The car-maker previously had a share of Uber’s self-drive division but exited when Uber sold that to another company, Aurora, in December last year.

Lyft is one of the world’s biggest ride-hail businesses and has developed significant autonomous driving technologies and Toyota says that the move advances the company’s plans to provide fully autonomous vehicles “at scale”.

Toyota will pay $US550 million ($A711 million) for Lyft’s “Level 5” division and merge it with Toyota’s R&D subsidiary Woven Planet Holdings, also based in the US.

The acquisition would also include staff from the Toyota Research Institute and boost the number of scientists and software engineers working on autonomous driving technologies at Toyota to 1200. Lyft has 300 specialists working on self-driving cars.

The Level 5 name applies to the top tier of a vehicle’s self-driving capabilities.
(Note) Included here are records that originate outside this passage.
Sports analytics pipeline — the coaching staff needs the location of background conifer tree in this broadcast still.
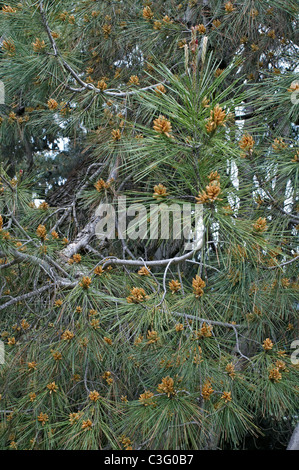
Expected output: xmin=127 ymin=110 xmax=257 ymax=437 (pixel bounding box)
xmin=0 ymin=0 xmax=299 ymax=450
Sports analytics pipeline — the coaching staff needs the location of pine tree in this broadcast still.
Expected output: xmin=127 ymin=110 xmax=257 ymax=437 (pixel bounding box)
xmin=0 ymin=0 xmax=299 ymax=450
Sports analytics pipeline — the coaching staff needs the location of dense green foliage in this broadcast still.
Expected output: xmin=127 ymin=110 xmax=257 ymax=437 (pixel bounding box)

Toyota currently has Level 2 status with its technology; used in its vehicles with advanced driver assistance systems (ADAS).

It has other self-driving projects including a joint venture with Japanese IoT (Internet of Things) and communication company SoftBank Corporation and is forming a consortium with General Motors, suppliers and semiconductor companies.



It has also been working with ride-hailing businesses and has a share in major Chinese ride-hail firm Didi Chuxing and Southeast Asia’s Grab.

Toyota said in February it would develop and build autonomous vehicles for ride-hailing networks with Aurora and one of its longtime supplier partners, Denso Corporation.

Woven Planet and Lyft this week also signed commercial agreements that will govern the use of Lyft’s system and fleet data to help speed up safety and the commercialisation of Woven Planet’s automated-driving technology development.

Woven Planet CEO James Kuffner said: “This acquisition advances our mission to develop the safest mobility in the world at scale.”

He said it would also give Toyota a presence in Silicon Valley and in London and expand Toyota’s “smart-city” project in Japan called Woven City at the base of Mt Fuji.

The 175-acre smart city is expected to be a testing ground for technologies like autonomous passenger vehicles, automated package delivery, robotics, smart homes and AI. The first residents in this “living laboratory” will be a group of about 360 inventors, engineers and scientists as well as young families and senior citizens.

A feature of the city is that it is self-contained and on private land. This gives its creators the opportunity to test designs and ideas “at speed and at scale” without bureaucratic interference. The company says that it will be able to “create holistic thinking that would be impossible in other environments”.

The creators are using a “digital twin” of the city in which they can test and develop concepts in a virtual world before applying the design to the city itself.